This week, big data experts and developers from around the world have been descending on San Jose, California, for the 2014 Hadoop Summit, which is taking place between June 3rd and 5th.
The event is bigger than ever this year, and several commentators have noted this highlights just how much this big data analytics technology has grown over the past year or so, driven by key new innovations in the latest version of the software.
More than 3,000 people are expected to attend the conference, while there are more than 80 organizations sponsoring the event. It was noted in the Wall Street Journal by Thomas Davenport, director of research at the International Institute for Analytics and a senior advisor to Deloitte Analytics, that one of the key trends at this year’s event is that the gathering is no longer just for technical staff.
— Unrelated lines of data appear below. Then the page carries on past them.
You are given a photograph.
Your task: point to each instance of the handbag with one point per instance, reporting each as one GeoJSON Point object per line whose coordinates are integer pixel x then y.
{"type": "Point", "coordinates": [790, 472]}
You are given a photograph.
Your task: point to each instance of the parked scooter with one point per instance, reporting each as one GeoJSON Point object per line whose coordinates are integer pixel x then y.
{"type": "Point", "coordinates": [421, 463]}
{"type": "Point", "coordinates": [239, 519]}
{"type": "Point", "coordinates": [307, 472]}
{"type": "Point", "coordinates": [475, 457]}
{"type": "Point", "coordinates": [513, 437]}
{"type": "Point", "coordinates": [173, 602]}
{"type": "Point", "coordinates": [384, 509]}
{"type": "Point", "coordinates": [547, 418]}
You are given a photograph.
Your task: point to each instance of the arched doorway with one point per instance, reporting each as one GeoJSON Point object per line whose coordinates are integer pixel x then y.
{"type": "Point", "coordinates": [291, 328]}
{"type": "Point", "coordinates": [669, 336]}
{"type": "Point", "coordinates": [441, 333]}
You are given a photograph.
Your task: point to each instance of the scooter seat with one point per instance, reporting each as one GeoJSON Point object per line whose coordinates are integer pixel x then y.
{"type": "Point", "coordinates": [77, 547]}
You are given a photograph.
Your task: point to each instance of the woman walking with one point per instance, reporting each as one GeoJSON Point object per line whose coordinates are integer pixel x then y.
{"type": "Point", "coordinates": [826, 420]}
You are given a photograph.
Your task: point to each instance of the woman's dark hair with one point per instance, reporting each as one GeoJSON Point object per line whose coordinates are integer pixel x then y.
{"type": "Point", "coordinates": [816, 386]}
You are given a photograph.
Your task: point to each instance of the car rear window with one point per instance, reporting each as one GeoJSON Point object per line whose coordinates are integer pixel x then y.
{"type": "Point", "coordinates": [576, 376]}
He noted that the 2014 Summit has seen companies including Verizon, American Express, Bank of America and Comcast attending. Mr Davenport said: “These are big, established organizations that found the way to San Jose to learn more about Hadoop. Their presence here among the 3,200 attendees suggests that Hadoop is rapidly becoming an enterprise data processing and management tool.”
One key reason why large enterprises are becoming interested in Hadoop is because of the great cost savings it can offer them. Mr Davenport said he attended a presentation by vehicle car price tracking website TrueCar, which stated that prior to adopting Hadoop, it was spending $19 a month per gigabyte of data stored – including hardware, software and support resources. However, since moving to Hadoop, these data warehousing expenses have dropped to $0.23 per month for each gigabyte.
As the volume of data many companies are dealing with is increasing rapidly, the need for fast, cost-effective storage and data analytics solutions such as Hadoop will grow more acute for many firms.
Vice-president of marketing at Hadoop firm Hortonworks Dave McJannet also told InformationWeek that the pace of Hadoop usage is increasing rapidly, driven by the emergence of a common data architecture solution that has Hadoop at its core.
A key factor in the booming interest in Hadoop was the release of the YARN system last year, he added. This enables more dynamic resource management within clusters beyond batch-oriented MapReduce jobs, so that organizations can run multiple applications in the same cluster.
“YARN, more than anything, [moved] these single-application clusters, which they may have been running in the [Hadoop 1.0] world, to these multi-application clusters where all of sudden they’ll have five, six, seven, eight,” Mr McJannet said. He added this has led many more end-users to start engaging with Hadoop, which has in turn led to more large IT vendors focusing their attentions on the solution.
Mr Davenport added that one of the common themes he is encountering at the Hadoop Summit is talk of integration of Hadoop with existing enterprise software – with SQL tools of particular interest. This will help make it easier for non-technical analysts who may not understand the complexity of Hadoop to query datasets – something that will become important as the technology expands out from the IT department and enters business units.